Belirtilen gerekçelerle 46.770,00-TL maddi zarar açısından davanın reddine, netice itibarıyla dava kısmen kabul, kısmen ret ile sonuçlandığından davacı tarafından yapılan 451,95-TL yargılama giderinden davadaki haklılık oranına göre belirlenen 122,00-TL’si ve dava aşamasında peşin yatırılan 955,20-TL nispi karar harcı ile karar tarihinde yürürlükte bulunan Avukatlık Asgari Ücret Tarifesi uyarınca belirlenen 1.362,00-TL vekalet ücretinin davalı idareden alınarak davacıya verilmesine, kalan 329,95 TL yargılama giderinin davacı üzerinde bırakılmasına, temyiz ve karar düzeltme aşamasında davalı idarece yapılan 127,70-TL yargılama giderinden 98,20-TL ile karar tarihinde yürürlükte bulunan Avukatlık Asgari Ücret Tarifesi uyarınca belirlenen 1.362,00-TL vekalet ücretinin davacıdan alınarak davalı idareye verilmesine, kalan 29,50-TL yargılama giderinin davalı idare üzerinde bırakılmasına, Mahkemece hüküm altına alınan ve davacı lehine kabul edilen 17.550,00-TL üzerinden hesaplanan 1.198,84-TL nispi harçtan dava açılırken peşin alınan 955,20 TL harcın mahsubu ile geriye kalan 243,64 TL harcın davalı idarenin 492 sayılı Harçlar Kanunu’nun 13/j maddesi uyarınca harçtan muaf olması nedeniyle tahsiline yer olmadığına, artan posta ücretinin kararın kesinleşmesinden sonra taraflara iadesine karar verilmiştir.

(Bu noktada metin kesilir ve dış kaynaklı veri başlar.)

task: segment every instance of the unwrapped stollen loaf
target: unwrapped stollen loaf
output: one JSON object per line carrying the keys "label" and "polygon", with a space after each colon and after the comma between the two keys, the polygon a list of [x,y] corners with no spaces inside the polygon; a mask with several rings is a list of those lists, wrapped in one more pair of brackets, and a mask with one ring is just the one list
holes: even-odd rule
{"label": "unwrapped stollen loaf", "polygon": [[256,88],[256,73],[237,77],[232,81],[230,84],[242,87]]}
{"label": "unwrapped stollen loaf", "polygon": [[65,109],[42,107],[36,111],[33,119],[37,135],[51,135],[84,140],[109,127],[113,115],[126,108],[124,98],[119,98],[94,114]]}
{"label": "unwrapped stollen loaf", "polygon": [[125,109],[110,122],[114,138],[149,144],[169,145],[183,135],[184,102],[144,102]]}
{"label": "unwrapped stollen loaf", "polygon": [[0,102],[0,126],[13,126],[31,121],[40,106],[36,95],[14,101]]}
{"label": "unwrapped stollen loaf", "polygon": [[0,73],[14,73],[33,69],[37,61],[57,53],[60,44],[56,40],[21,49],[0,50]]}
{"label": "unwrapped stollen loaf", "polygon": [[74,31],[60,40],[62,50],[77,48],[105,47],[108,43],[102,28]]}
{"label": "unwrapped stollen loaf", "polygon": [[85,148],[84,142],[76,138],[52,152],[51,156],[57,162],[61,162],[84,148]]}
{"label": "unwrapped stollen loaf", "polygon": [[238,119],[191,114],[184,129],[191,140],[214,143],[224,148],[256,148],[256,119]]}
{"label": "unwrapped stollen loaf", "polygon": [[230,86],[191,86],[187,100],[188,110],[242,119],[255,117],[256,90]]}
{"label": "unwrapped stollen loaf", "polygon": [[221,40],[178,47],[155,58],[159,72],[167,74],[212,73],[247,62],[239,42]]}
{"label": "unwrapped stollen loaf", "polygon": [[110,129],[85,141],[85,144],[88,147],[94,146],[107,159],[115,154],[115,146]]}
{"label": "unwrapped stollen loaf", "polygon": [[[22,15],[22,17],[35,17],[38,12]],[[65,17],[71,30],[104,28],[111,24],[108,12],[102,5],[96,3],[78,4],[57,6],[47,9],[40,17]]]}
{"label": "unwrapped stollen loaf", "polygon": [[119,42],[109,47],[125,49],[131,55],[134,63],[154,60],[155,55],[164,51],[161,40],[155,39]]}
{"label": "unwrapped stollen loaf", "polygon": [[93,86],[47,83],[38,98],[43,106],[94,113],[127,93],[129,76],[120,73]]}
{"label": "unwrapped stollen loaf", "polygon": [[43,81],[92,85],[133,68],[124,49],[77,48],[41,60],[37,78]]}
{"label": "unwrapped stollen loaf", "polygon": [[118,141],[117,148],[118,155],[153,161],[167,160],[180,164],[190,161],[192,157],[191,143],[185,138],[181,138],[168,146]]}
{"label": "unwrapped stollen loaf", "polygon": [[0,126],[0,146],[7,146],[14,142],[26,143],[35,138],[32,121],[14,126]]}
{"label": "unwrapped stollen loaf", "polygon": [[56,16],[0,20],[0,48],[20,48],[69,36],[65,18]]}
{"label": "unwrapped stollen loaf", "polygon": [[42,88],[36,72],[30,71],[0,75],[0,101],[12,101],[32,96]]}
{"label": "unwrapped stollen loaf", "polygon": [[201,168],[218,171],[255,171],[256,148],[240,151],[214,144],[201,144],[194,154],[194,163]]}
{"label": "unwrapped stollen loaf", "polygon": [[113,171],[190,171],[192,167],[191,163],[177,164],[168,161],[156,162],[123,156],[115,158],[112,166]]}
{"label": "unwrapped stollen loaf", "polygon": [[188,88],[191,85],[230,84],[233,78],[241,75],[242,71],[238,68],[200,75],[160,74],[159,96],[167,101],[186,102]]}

TEMYİZ EDENLERİN İDDİALARI : Davalı idare tarafından, Mahkeme’ce reddedilen kısmın 46.770,00-TL olduğu, Avukatlık Asgari Ücret Tarifesi’nin 3. kısmı üzerinden lehine 5.494,70-TL vekâlet ücretine hükmedilmesi gerektiği, Mahkeme kararı ile lehine 1.362,00-TL vekâlet ücretine hükmedilmiş olmasının ve harçtan muaf olmasına rağmen Mahkeme kararında aleyhine harca hükmedilmesinin hukuka aykırı olduğu ileri sürülmektedir.
Davacı tarafından, ihalenin Kamu İhale Kurumu’nun ihalenin iptal edilmesi yönündeki kararı neticesinde idare ile imzaladıkları sözleşmenin feshedildiği, bu durumun mücbir sebep teşkil etmediği, sözleşmenin kararlaştırılan bedelin %80 altında bir bedelle tamamlandığı anlamı taşıdığı, bu nedenle Kamu İhale Sözleşmeleri Kanunu’nun 24. maddesinde düzenlenen %5 kâr olan 46.770,00-TL’nin taraflarına ödenmesi gerektiği, temyize konu Mahkeme kararının hukuka aykırı olduğu ileri sürülmektedir.

TARAFLARIN SAVUNMASI : Taraflarca savunma verilmemiştir.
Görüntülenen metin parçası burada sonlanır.